Hailing from this place called Ireland, located somewhere off the coast of New Jersey, The Frames are a critically heralded group that match emotional textured strident string-laden rock with a kettle of anger and heartbreak ready to boil over. They have been on the periphery for ages and wrongfully compared to a range of groups like The Fall to Oasis, which is saying it tastes like either Thai food or sushi, but if one is to make that type of comparison (and not utilize the now meaningless Radiohead analogies) I'd say they sound like Vic Chesnutt's cousin fronting a spot-on Brit-pop battalion, with an occasional string section that is pleased as punch to record on a crack record like Burn the Maps.
This album baby steps out of the gate with "Happy," a fog cloud of rhythm guitar, strained voices and misery. Four seconds into the sparse piano line, I'm hooked with the simple anthemic melody structure, which is endemic of the whole record.
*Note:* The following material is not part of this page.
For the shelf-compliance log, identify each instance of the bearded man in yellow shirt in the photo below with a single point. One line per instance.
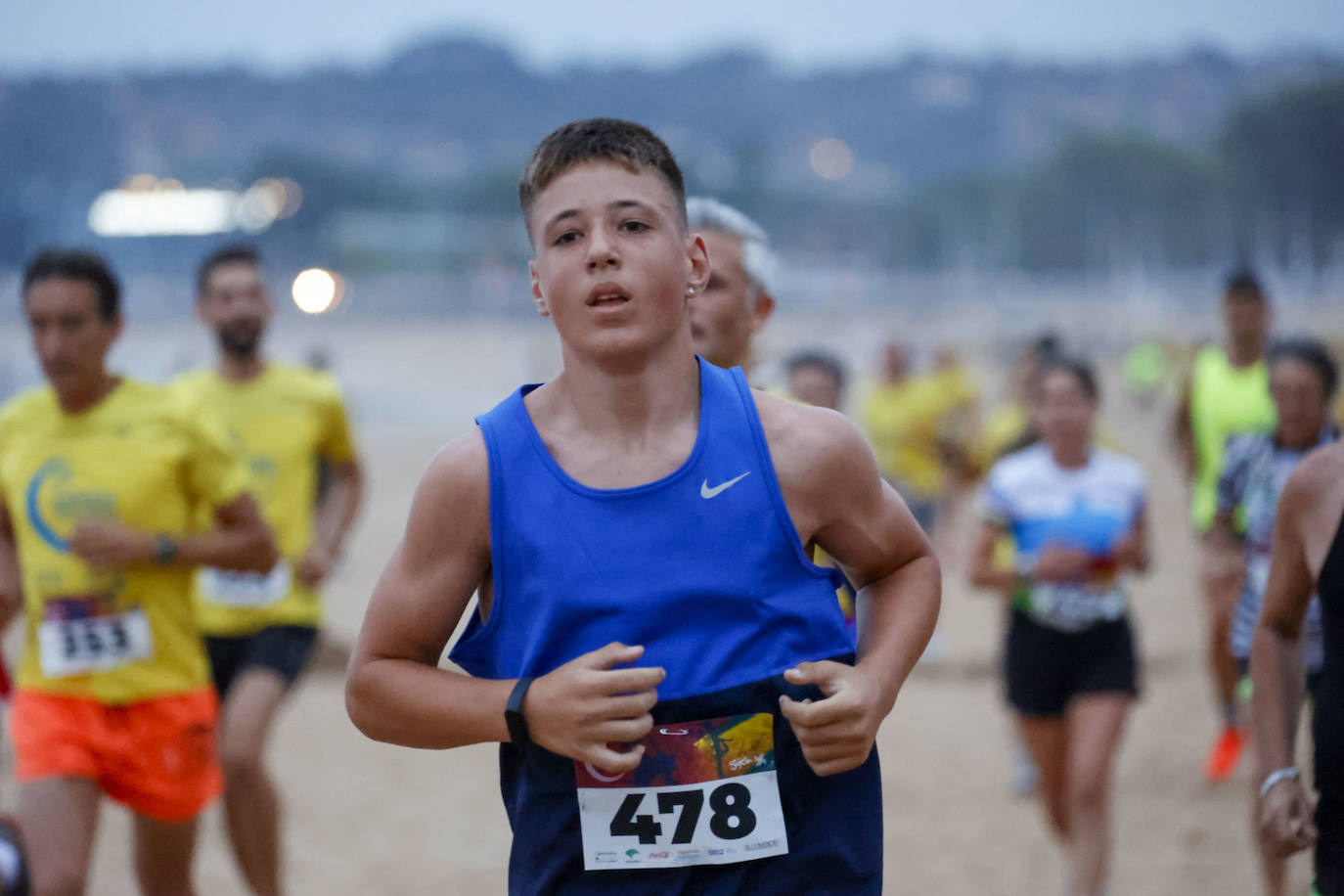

The fields of balladry are cinematic in scope throughout the whole thing without feeling the least bit bloated. "Finally" is a harder number with more piss and vinegar in it with, 'Dream Awake" a fragile atmospheric heartbreaker, but they both have that anthem slow-burn structure to it that gets me every time.
The tender "Trying" is the one that put the Vic Chesnutt comparison into my head, with Glen Hansard's similarly slightly reedy croon, penchant for defeat as a subject and sense of harmony, as does the should-be-a-rock-classic "Fake" that follows it with the killer chorus:
C'mon that guy's a fake
What do you love him for?
It was my mistake
Just kicking in his door
And if its just a game
What are we crying for?
This is one of those albums where the flow is so well-executed yet the songs don't sound the same. It just feels like one big stream. Like on "Sideways Down" I catch myself paused at the keyboard, swept up in its tidal wave of bass and tambourine until its crests and gently deposits me on shore. I love that. For all my readily-admitted pretensions elitisms I hold as a card-carrying music dork, a brilliantly put together rock song is the winner every time.
Instead of describing each song in detail, like going on about the groovy moody bossa nova of "Ship Caught in the Bay" or the distilled rage in "Keepsake" or the folky plaintive earnestness of "Suffer in Silence," I'll just say this: I'm always on the lookout for a great rock album that will pull me out of the alleys of birdman avant-folk and navel-gazing experimentation I am drawn to frequent into the main street, and this is the one this year. And maybe when they tour the country and take over once Green Day finally implodes, they can drag the Chameleons out of retirement for an opening act.